Una entrevista con
Julio Ramón Ribeyro

Por: Jorge Coaguila.


Flaco, parco, solitario, Ribeyro pasa una breve temporada en su departamento de Barranco. El célebre autor de La palabra del mudo, que se describe “envejecido y enfermo, aburrido y cansado” (texto 163 de Prosas apátridas), prepara una selección y traducción de cuatro cuentos de Guy de Maupassant. Además de un prólogo, todo en ocasión al primer centenario de la muerte de este narrador francés.

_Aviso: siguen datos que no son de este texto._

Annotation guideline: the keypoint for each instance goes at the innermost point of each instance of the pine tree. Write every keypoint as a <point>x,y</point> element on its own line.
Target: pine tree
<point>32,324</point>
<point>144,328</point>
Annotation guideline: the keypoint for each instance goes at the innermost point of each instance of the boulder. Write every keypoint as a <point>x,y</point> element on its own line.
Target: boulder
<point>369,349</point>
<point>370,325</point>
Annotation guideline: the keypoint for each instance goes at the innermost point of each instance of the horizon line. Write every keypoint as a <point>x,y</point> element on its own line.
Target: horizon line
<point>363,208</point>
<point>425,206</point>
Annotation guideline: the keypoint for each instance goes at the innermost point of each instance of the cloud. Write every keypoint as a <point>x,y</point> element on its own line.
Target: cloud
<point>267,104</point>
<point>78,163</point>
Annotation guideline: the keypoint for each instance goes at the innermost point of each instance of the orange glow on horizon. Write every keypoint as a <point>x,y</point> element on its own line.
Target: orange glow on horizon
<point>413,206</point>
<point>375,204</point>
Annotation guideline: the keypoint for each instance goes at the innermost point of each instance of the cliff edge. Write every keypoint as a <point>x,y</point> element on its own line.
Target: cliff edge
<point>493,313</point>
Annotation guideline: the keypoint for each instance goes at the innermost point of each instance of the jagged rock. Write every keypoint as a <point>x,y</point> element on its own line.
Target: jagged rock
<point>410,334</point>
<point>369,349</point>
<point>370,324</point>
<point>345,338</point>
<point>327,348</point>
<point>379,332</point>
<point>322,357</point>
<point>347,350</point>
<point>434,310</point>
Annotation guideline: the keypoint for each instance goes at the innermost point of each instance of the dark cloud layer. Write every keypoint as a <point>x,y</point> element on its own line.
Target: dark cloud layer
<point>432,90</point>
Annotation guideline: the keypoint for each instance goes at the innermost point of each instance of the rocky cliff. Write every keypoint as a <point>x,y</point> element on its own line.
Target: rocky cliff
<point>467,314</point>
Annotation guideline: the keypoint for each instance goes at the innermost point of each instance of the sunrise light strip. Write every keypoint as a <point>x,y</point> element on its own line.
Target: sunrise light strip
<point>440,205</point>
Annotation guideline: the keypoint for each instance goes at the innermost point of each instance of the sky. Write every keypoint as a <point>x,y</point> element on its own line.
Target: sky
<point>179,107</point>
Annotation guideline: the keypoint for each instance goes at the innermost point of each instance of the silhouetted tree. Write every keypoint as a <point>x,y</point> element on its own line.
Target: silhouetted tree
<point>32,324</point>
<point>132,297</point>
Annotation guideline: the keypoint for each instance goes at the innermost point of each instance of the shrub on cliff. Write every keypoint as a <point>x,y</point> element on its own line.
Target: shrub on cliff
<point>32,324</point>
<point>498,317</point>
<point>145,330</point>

Sobre su escritorio, entre una copa de vino tinto y un cenicero del tamaño de un plato de sopa, una docena de libros de y sobre Maupassant descansan luego de la jornada. Lamento interrumpirlo en su labor, pero generosamente dice que no, que desearía conversar. Tal vez, como el protagonista de Dichos de Luder, en estas visitas Ribeyro aproveche “salir de su aislamiento y asomarse, aunque fuese por momentos, a una realidad que le era cada vez más extraña y, en muchos aspectos, insoportable”.


Hablemos sobre el estilo, que –como dice Marcel Proust– “no es una cuestión de técnica sino de visión”. Usted escribe en el texto 182 de Prosas apátridas: “El artista de genio no cambia la realidad, lo que cambia es nuestra mirada”. Tal afirmación me motiva a preguntarle cuál es su aporte al tratar los grandes temas como el amor, el éxito, la belleza, la muerte, la historia, la literatura. ¿Usted podría precisar en qué consiste su estilo?

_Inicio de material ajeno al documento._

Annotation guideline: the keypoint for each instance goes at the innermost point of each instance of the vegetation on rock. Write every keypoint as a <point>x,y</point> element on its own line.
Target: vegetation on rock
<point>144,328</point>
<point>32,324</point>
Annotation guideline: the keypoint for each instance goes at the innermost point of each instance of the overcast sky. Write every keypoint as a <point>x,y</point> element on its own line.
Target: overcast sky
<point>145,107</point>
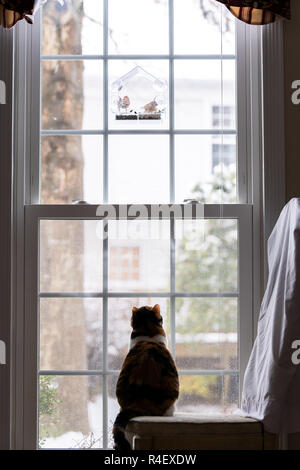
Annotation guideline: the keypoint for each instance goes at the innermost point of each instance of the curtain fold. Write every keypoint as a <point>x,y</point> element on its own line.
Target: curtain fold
<point>12,11</point>
<point>259,12</point>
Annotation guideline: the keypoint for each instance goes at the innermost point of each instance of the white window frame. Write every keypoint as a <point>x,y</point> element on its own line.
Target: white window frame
<point>248,213</point>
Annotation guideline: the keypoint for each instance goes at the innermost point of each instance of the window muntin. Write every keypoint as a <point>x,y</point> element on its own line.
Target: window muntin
<point>172,133</point>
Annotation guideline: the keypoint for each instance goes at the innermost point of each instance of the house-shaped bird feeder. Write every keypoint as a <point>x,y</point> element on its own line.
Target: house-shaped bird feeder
<point>139,95</point>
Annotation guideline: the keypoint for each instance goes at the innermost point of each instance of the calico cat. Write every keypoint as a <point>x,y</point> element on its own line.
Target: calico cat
<point>148,382</point>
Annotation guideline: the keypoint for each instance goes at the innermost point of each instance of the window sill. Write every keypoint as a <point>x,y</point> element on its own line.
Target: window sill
<point>185,431</point>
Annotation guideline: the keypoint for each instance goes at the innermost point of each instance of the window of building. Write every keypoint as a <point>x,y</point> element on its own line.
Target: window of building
<point>86,272</point>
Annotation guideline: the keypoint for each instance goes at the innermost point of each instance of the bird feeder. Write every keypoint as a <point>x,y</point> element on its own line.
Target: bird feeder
<point>138,95</point>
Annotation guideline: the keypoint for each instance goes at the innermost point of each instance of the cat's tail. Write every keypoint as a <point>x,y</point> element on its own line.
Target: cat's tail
<point>122,419</point>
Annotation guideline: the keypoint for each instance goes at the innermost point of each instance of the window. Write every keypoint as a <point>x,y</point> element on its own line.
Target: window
<point>86,271</point>
<point>124,263</point>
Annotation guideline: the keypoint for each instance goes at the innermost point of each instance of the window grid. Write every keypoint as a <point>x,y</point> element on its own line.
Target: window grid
<point>171,131</point>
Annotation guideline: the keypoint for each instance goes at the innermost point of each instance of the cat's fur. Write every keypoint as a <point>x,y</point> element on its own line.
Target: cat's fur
<point>148,382</point>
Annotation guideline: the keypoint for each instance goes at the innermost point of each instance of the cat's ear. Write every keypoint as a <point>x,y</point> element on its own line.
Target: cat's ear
<point>156,310</point>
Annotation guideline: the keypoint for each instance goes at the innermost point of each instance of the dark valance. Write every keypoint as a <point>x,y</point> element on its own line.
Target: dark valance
<point>259,12</point>
<point>12,11</point>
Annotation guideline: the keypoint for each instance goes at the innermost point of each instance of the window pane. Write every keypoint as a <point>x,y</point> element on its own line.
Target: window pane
<point>70,256</point>
<point>205,168</point>
<point>70,334</point>
<point>72,27</point>
<point>138,169</point>
<point>198,90</point>
<point>139,256</point>
<point>206,333</point>
<point>198,26</point>
<point>142,83</point>
<point>72,169</point>
<point>138,27</point>
<point>113,407</point>
<point>206,256</point>
<point>119,329</point>
<point>70,409</point>
<point>72,94</point>
<point>208,394</point>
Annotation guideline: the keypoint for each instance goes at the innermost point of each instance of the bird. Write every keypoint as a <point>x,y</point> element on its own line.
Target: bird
<point>151,107</point>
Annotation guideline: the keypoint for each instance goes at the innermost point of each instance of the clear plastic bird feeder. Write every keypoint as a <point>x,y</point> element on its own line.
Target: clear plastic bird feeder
<point>138,95</point>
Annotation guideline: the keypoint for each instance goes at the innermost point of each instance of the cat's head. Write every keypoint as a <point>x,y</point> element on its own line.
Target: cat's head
<point>147,318</point>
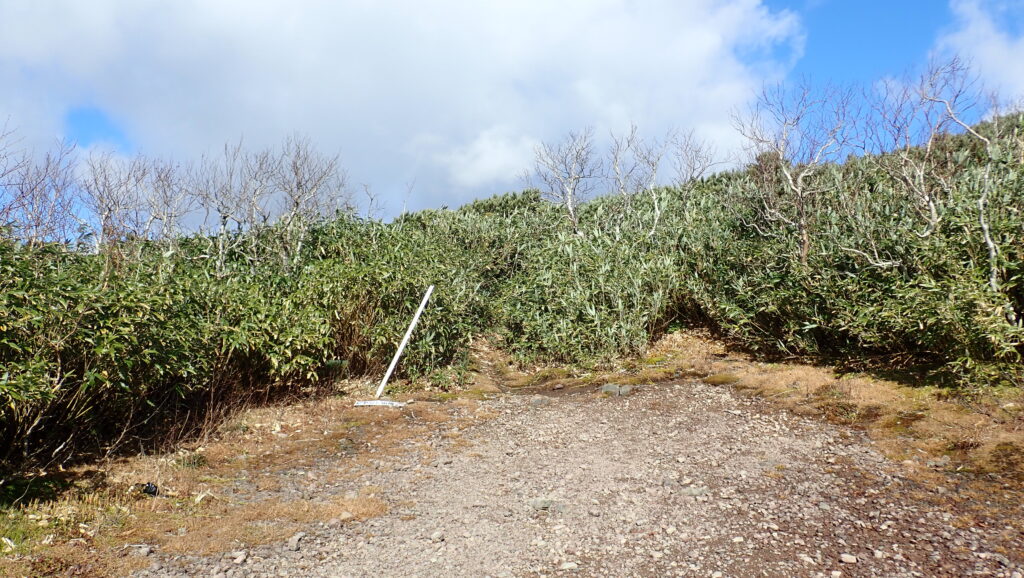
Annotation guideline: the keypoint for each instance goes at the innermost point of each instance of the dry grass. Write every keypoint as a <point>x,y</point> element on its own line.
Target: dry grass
<point>90,527</point>
<point>226,491</point>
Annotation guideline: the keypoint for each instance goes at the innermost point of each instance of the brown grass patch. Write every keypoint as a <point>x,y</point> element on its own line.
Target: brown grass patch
<point>227,490</point>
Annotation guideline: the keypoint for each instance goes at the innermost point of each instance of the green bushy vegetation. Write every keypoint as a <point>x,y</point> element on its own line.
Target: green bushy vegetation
<point>146,333</point>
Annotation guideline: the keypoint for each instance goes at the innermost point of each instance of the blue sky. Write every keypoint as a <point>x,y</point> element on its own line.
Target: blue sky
<point>435,104</point>
<point>863,40</point>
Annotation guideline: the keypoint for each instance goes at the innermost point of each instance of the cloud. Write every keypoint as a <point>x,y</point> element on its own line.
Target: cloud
<point>451,94</point>
<point>989,34</point>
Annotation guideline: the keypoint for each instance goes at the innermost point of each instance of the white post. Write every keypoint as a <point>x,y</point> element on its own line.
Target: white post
<point>404,340</point>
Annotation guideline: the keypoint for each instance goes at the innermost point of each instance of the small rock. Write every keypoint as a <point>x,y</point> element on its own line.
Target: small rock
<point>693,491</point>
<point>546,504</point>
<point>293,542</point>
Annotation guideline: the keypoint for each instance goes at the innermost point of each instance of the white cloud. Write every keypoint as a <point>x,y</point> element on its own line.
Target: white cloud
<point>451,94</point>
<point>497,154</point>
<point>983,33</point>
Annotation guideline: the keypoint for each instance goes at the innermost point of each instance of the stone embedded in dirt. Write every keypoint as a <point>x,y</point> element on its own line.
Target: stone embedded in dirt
<point>293,542</point>
<point>546,504</point>
<point>540,401</point>
<point>693,491</point>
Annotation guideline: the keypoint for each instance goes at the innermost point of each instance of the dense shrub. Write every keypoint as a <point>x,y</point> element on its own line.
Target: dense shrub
<point>94,347</point>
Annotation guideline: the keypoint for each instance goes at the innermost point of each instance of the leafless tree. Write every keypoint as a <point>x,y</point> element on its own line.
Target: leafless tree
<point>47,193</point>
<point>10,163</point>
<point>169,198</point>
<point>112,189</point>
<point>311,186</point>
<point>236,194</point>
<point>634,163</point>
<point>794,133</point>
<point>568,171</point>
<point>692,159</point>
<point>908,120</point>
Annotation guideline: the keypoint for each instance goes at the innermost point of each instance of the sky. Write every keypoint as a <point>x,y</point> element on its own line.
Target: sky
<point>434,104</point>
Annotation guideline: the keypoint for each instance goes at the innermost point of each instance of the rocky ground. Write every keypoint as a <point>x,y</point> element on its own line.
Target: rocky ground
<point>680,479</point>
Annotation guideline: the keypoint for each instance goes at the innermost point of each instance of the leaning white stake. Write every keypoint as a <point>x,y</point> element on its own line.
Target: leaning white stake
<point>404,340</point>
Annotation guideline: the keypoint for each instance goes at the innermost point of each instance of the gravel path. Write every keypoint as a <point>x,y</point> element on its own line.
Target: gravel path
<point>673,480</point>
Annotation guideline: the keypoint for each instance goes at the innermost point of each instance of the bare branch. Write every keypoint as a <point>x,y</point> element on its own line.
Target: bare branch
<point>568,171</point>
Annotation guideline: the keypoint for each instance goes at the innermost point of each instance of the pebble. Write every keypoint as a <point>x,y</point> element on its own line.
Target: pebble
<point>293,542</point>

–Es una pregunta muy complicada. (Breve silencio). En primer término, creo que los críticos deben partir de sus propias deducciones, más que de las opiniones de los autores. En segundo lugar, muchas veces los autores se equivocan frente a aquello que ellos mismos hacen. En este sentido, mucho más cerca de la verdad pueden estar los críticos que los autores. Después de todo, cada lector es como un ejecutante de una partitura. La partitura está escrita, el lector es el que la interpreta.